Yeah, you're mixing up the levels.

We formalize it as $$ \sf \lnot Con_{ZFC}\to \forall p\in Sentences_{LST}\; Prov_{ZFC}(p),$$ where $\sf Prov_{ZFC}$ is the same provability predicate that goes into $\sf Con_{ZFC}$, i.e. $\sf Con_{ZFC} := \lnot Prov_{ZFC}(\ulcorner 0=1\urcorner),$ or what-have-you.
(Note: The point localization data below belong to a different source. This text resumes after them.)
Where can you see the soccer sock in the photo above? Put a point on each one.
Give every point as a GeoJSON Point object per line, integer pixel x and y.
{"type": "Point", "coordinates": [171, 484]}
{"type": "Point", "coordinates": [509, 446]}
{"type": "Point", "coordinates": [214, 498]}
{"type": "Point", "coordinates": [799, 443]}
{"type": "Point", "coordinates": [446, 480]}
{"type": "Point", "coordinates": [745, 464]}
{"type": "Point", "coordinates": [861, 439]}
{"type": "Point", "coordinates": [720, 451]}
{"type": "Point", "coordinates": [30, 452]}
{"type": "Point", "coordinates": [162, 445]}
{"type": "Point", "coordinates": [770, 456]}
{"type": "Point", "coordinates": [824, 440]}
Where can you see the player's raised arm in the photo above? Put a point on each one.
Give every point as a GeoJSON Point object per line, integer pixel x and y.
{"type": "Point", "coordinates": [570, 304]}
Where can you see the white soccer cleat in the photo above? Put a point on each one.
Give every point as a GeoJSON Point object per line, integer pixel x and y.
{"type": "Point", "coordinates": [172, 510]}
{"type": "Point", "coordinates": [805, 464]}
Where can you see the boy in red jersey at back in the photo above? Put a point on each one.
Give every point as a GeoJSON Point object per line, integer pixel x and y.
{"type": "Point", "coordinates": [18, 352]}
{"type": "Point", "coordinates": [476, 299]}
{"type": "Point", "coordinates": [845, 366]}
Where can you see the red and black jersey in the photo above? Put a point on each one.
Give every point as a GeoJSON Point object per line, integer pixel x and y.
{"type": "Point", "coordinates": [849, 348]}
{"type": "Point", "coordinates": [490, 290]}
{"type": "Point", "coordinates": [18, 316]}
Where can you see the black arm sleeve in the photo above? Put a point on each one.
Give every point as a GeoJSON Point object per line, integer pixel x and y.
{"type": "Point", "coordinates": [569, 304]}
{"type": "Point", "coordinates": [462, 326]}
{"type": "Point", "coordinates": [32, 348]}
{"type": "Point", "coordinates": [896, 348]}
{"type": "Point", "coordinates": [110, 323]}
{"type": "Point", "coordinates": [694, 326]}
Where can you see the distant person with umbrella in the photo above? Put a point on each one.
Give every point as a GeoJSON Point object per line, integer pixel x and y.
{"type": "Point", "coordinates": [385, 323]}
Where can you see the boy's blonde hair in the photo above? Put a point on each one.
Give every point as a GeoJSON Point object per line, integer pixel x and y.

Just because we are given $\sf\lnot Con_{ZFC}$ (against a $\sf ZFC$ background) does not mean we can prove everything, since this is not an actual inconsistency... it's merely a formal statement that $\sf ZFC$ can prove one. In models of $\sf ZFC+\lnot Con_{ZFC},$ the witnesses to the provability of inconsistency (and any other statement $\sf ZFC$ can't actually prove) will be nonstandard natural numbers / nonstandard hereditarily finite sets, so such a model does not contain a real proof either, and thus doesn't conflict with $\sf ZFC$ being consistent.

Also, note there's nothing particular to $\sf ZFC$ here. Everything here holds equally well for $\sf PA$ or any other first-order system in which we might formalize provability and to which the incompleteness theorem applies.